Journal de Bord – Carême 2026 #11

Je comprends mieux, maintenant, pourquoi les régimes ne tiennent pas.

Vouloir perdre du poids ne suffit pas pour… perdre du poids. Autour de moi, ceux qui ont tenté un régime ont rarement tenu longtemps. La plupart ont fini par retomber dans leurs habitudes. Et ceux qui ont réussi sur la durée n’avaient pas fait de la perte de poids leur objectif central. Il y avait autre chose derrière : un problème de santé à régler, une alerte médicale, le désir de reprendre la main sur leur corps, de se sentir plus vivants, plus alignés.

Hier encore, en regardant un reportage sur YouTube, une publicité s’est imposée. Une application de fitness promettait des résultats sans régime, en martelant que les régimes ne fonctionnent pas. La formule m’a fait sourire.

Je commence à comprendre pourquoi, en effet, ils échouent si souvent. Ils échouent quand on s’arrête au symptôme sans aller voir ce qui se joue dessous. On modifie l’assiette sans interroger le rapport à la nourriture. On ajuste les calories sans explorer les rechutes.
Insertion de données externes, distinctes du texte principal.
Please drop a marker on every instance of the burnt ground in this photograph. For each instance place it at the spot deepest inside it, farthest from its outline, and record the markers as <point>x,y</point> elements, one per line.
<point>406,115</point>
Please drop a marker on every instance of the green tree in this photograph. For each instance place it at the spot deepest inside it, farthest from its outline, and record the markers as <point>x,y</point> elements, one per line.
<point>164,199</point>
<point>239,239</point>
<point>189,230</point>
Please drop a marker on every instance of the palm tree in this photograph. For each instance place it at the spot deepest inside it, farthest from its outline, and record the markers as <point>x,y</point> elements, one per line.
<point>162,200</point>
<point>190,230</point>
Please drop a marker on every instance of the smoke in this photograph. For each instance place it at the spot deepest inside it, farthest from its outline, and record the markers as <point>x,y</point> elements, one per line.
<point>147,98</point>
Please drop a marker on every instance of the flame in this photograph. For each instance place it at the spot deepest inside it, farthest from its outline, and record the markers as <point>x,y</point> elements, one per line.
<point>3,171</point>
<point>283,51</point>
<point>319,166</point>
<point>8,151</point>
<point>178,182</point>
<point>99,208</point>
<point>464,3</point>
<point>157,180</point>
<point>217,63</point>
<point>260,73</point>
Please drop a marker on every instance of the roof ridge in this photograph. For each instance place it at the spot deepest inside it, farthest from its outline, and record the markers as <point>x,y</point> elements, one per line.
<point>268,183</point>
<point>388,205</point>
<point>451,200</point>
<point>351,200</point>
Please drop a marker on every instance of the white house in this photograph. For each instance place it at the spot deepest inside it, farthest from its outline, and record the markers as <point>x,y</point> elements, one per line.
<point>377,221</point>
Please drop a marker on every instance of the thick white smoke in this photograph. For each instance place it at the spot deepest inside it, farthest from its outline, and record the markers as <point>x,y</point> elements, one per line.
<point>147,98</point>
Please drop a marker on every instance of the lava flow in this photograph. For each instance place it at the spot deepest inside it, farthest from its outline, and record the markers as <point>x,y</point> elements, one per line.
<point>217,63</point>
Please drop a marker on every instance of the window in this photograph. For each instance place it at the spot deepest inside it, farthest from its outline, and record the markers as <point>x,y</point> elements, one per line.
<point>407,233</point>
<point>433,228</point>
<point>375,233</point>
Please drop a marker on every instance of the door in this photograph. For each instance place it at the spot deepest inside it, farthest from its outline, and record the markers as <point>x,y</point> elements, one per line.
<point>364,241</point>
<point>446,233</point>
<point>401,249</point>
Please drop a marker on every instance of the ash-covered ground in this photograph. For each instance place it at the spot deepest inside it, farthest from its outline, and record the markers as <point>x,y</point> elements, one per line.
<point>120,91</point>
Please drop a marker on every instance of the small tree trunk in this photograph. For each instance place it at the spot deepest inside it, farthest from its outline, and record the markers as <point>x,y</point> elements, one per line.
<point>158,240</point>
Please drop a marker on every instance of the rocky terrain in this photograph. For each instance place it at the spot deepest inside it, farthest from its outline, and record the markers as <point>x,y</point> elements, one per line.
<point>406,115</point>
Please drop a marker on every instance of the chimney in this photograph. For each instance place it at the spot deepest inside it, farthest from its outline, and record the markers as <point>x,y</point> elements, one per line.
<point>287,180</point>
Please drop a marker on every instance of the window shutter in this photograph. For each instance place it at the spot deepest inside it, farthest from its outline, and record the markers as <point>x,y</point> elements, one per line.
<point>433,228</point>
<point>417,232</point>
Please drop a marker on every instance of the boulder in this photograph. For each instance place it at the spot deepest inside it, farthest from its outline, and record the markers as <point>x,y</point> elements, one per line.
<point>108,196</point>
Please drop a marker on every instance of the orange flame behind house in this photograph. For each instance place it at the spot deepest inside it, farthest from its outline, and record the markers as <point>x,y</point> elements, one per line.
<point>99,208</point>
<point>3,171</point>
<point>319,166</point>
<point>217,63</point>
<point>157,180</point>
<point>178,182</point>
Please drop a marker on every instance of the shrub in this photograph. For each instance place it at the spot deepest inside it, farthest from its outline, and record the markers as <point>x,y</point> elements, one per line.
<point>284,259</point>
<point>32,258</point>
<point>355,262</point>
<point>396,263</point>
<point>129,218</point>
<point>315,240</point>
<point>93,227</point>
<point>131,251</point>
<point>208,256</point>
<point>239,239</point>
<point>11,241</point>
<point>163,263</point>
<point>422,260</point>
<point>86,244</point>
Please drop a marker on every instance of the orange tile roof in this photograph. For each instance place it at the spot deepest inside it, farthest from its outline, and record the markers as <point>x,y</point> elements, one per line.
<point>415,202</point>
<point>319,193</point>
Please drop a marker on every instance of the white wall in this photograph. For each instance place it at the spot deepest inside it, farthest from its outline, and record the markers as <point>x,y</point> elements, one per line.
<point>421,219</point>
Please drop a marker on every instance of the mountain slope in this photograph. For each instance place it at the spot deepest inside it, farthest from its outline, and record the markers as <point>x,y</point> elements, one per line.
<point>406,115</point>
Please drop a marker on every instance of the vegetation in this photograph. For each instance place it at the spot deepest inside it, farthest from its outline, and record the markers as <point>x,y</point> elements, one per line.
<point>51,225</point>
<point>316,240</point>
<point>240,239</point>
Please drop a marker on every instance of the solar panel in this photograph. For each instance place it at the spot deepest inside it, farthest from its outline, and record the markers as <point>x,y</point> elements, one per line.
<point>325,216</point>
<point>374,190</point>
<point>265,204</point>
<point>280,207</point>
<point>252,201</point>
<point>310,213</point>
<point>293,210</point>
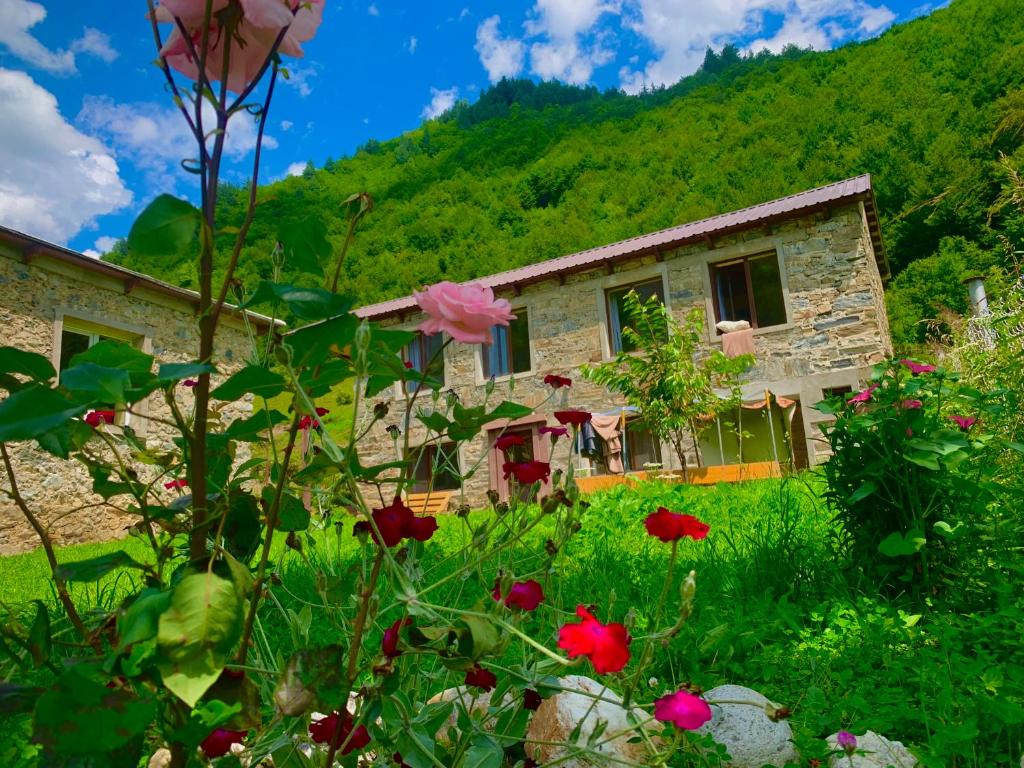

J’ai travaillé plusieurs années en addictologie. Le psychiatre répétait que la rechute fait partie du processus thérapeutique. Elle révèle les mécanismes, les déclencheurs, les contextes. Elle montre où ça coince vraiment. Et à partir de là, un levier devient possible. De la même manière, il ne suffit pas d’arrêter de boire… pour arrêter de boire.

Le parallèle a ses limites, bien sûr. Mais je vois une dynamique semblable. Modifier son alimentation sans revisiter son histoire avec la nourriture conduit souvent à un retour en arrière. Si tant de régimes échouent, ce n’est pas uniquement une question de méthode. C’est une question de profondeur. On se concentre sur ce qui entre dans la bouche, rarement sur ce qui cherche à être comblé.

Certains influenceurs « healthy » affirment alors qu’il suffit de cuisiner de bonnes choses pour ne plus craquer (avant de vous proposer leur livre de recettes healthy pleines de saveurs). Manger mieux ne signifie pas manger fade, et heureusement. Mais là encore, le cœur du problème demeure. On peut préparer des plats savoureux, colorés, parfaitement équilibrés. Si l’on continue à utiliser la nourriture pour anesthésier, compenser, remplir un vide, le scénario se répète sous une autre forme.

Et puis il y a une autre réalité : nous ne partons pas tous du même endroit. La volonté, l’énergie disponible, les compétences culinaires, le temps, les ressources… tout cela varie énormément. On ne change pas son rapport à la nourriture dans le vide. On le change au milieu d’une vie.

Peut-être que le véritable déplacement ne consiste pas à faire un régime, mais à reprendre la barre. À comprendre ce qui nous pilote. À accepter que la transformation demande plus qu’un programme : elle demande une lucidité patiente.
Mon Carême 2026 me pousse loin dans la compréhension de ce qui structure mes comportements… m’est avis qu’il y aura un avant et un après Carême.

Un commentaire

  1. Absolument!
    Je constate que dans mon cas, l’élimination du sucre a réellement amélioré ma santé, mes résultats sanguins sont excellents… et j’ai gentiment recommencé le sucre… et je sais très bien que mon addiction à cette substance n’est pas réglée, ni ma relation à la nourriture (ou au fait de manger, ce qui est encore différent: la nourriture est assez secondaire, il me semble, mais le fait de manger, de s’occuper avec le « manger », avec le « avoir quelque chose en bouche » est prégnant. C’est aussi archaïque, vu que les bébés se calment aussi avec quelque chose en bouche – ils apprennent ainsi à s’auto-calmer!
    La lecture de ces témoignages quotidiens me permet d’amorcer davantage une réflexion sur ce qui motive mon « amour » pour le fait de manger / d’avoir quelque chose en bouche!